Thanks, is that the one you would get if you were looking for a AA floody headlight from Zebra Light?
Dave


----------



## chadvone (Aug 20, 2014)

Depends on what your doing with it. The H502 will give you more flood without hot spot. I have used the H50 H51 H502 (all gone). I miss the H50 the most. Didn't like the bouncing ball of the H51. The H502 didn't support 14500 cells. Next purchase from Zebralight AA lineup would be H52fw.


----------



## Super Dave (Aug 20, 2014)

Thank you very much.
Dave


----------



## markr6 (Aug 21, 2014)

chadvone said:


> Depends on what your doing with it. The H502 will give you more flood without hot spot. I have used the H50 H51 H502 (all gone). I miss the H50 the most. Didn't like the bouncing ball of the H51. The H502 didn't support 14500 cells. Next purchase from Zebralight AA lineup would be H52fw.



I agree. I don't feel a headlamp should ever be very throwy like the H51/52. But I think the H52f is a little too diffused. So I always go with the standard versions (H52w) and add some d-c-fix diffusion film. I find it to create the perfect beam - much floodier but still a nice big, but smooth hotspot.


----------



## Super Dave (Aug 21, 2014)

Hi Guys,

Thank you for your help. I've been out of it for quite a few years. Basically, I reached a point where I was happy with my lights...how cool is that?
I've got one of the original lights on my bedside table from Don in Maui. It's old but still perfect. I've have a nice light from Gene Malkoff, the one that Don made the reflector. And I have the Draco on my key ring. The Zebralight did it for a headlamp.

So, when Chadvone mentions the bouncing ball he must be talking about the hot spot, no? My Zebralight does have a hot spot now that you guys mention that. No wonder I have to adjust the beam angle to get the light on what I need. I use it for cleaning guns mostly...probably 1 1/2 to 2 1/2 feet away from the head.

MarkR6, when you mention a smooth hotspot...do you mean a bigger hotspot. That would be good...more light on the subject. Yea, so the ideal light would put more light in a bigger area down at my hands when working on a gun. For this close up application which one would be best?

Thanks,
Dave


----------



## markr6 (Aug 21, 2014)

Super Dave said:


> MarkR6, when you mention a smooth hotspot...do you mean a bigger hotspot. That would be good...more light on the subject. Yea, so the ideal light would put more light in a bigger area down at my hands when working on a gun. For this close up application which one would be best?
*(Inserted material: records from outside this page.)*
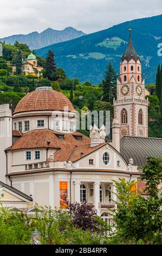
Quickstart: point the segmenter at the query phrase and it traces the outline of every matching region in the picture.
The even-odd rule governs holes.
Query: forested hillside
[[[94,84],[100,83],[109,60],[119,72],[130,26],[133,44],[142,61],[146,83],[155,82],[157,66],[161,62],[161,56],[158,55],[158,45],[162,42],[162,15],[127,21],[36,52],[45,57],[50,49],[55,52],[58,65],[63,67],[69,77],[77,77],[82,82],[89,80]]]

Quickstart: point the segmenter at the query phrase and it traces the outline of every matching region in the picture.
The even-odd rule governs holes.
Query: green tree
[[[22,74],[22,54],[21,51],[19,50],[16,54],[16,74]]]
[[[70,90],[70,101],[73,104],[73,100],[74,100],[74,94],[73,94],[73,90],[71,89]]]
[[[116,74],[111,62],[108,64],[102,84],[102,100],[113,103],[114,97],[116,98]]]
[[[158,66],[157,77],[156,77],[156,95],[160,99],[160,65]]]
[[[33,234],[30,222],[30,217],[25,215],[9,211],[1,205],[0,244],[31,244]]]
[[[147,158],[147,164],[141,168],[143,180],[147,180],[147,197],[131,190],[135,181],[120,179],[114,180],[119,198],[114,210],[116,242],[146,244],[161,243],[162,198],[157,186],[161,181],[161,160]]]
[[[58,82],[53,82],[51,87],[52,87],[53,90],[56,90],[57,92],[61,92],[61,88]]]
[[[49,80],[55,81],[57,79],[57,69],[54,53],[50,50],[49,50],[46,58],[46,75]]]
[[[33,78],[31,84],[30,84],[29,87],[29,93],[31,93],[31,92],[33,92],[35,89],[36,89],[36,85],[35,85],[35,79]]]
[[[18,102],[25,95],[24,93],[15,92],[0,92],[0,105],[9,104],[10,108],[13,112]]]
Yeah, I guess I would call it less of a "hotspot", rather just more intense light in the center but much wider than the original hotspot. A nice gradual transition to flood. Working on a gun? Definitely the H502!


----------



## Super Dave (Aug 21, 2014)

Thanks Mark. Why the H502? The H52's seem brighter? I don't see the difference other than the brightness. Thanks.
Dave


----------



## markr6 (Aug 21, 2014)

Super Dave said:


> Thanks Mark. Why the H502? The H52's seem brighter? I don't see the difference other than the brightness. Thanks.
> Dave



The H502 is very floody, no reflector. It puts out a wall of light with no definitive hotspot whatsoever. Good for close up work.


----------



## Super Dave (Aug 21, 2014)

Right on. Thank you for the clarification.
Dave


----------



## Outdoorsman5 (Aug 22, 2014)

+1 on the H52fw. I have the H502w and like the H52fw more since it runs on a 14500 and doesn't have the dorky glowing area around the LED after turning it off.


----------



## SubLGT (Sep 17, 2014)

would the H52Fw work well for automotive work, home repairs (such as being under the sink replacing a faucet) snow shoveling, and snow blowing?


----------



## Stefano (Sep 18, 2014)

H52Fw is a good compromise. 
Watching this thread to understand the differences (There are many photos on this page and also in the other.)
http://www.candlepowerforums.com/vb...F-(Floody)-vs-H602-(no-reflector)-beams/page6
H502w is great for close up work but it has little shot, then if you want to use the flashlight off from work you may feel the lack of throw
To understand how the beam of H502w see the pictures of H602w, it looks like the only difference is the type of battery and the power output

(Translate with Google)


----------



## Stefano (Sep 18, 2014)

SubLGT said:


> would the H52Fw work well for automotive work, home repairs (such as being under the sink replacing a faucet) snow shoveling, and snow blowing?



Yes


----------



## RGB_LED (Sep 20, 2014)

+1 for the H52Fw. I agree with the comments about the 'bouncing ball': I also find that when you have the bright hotspot, you get tunnel-vision. 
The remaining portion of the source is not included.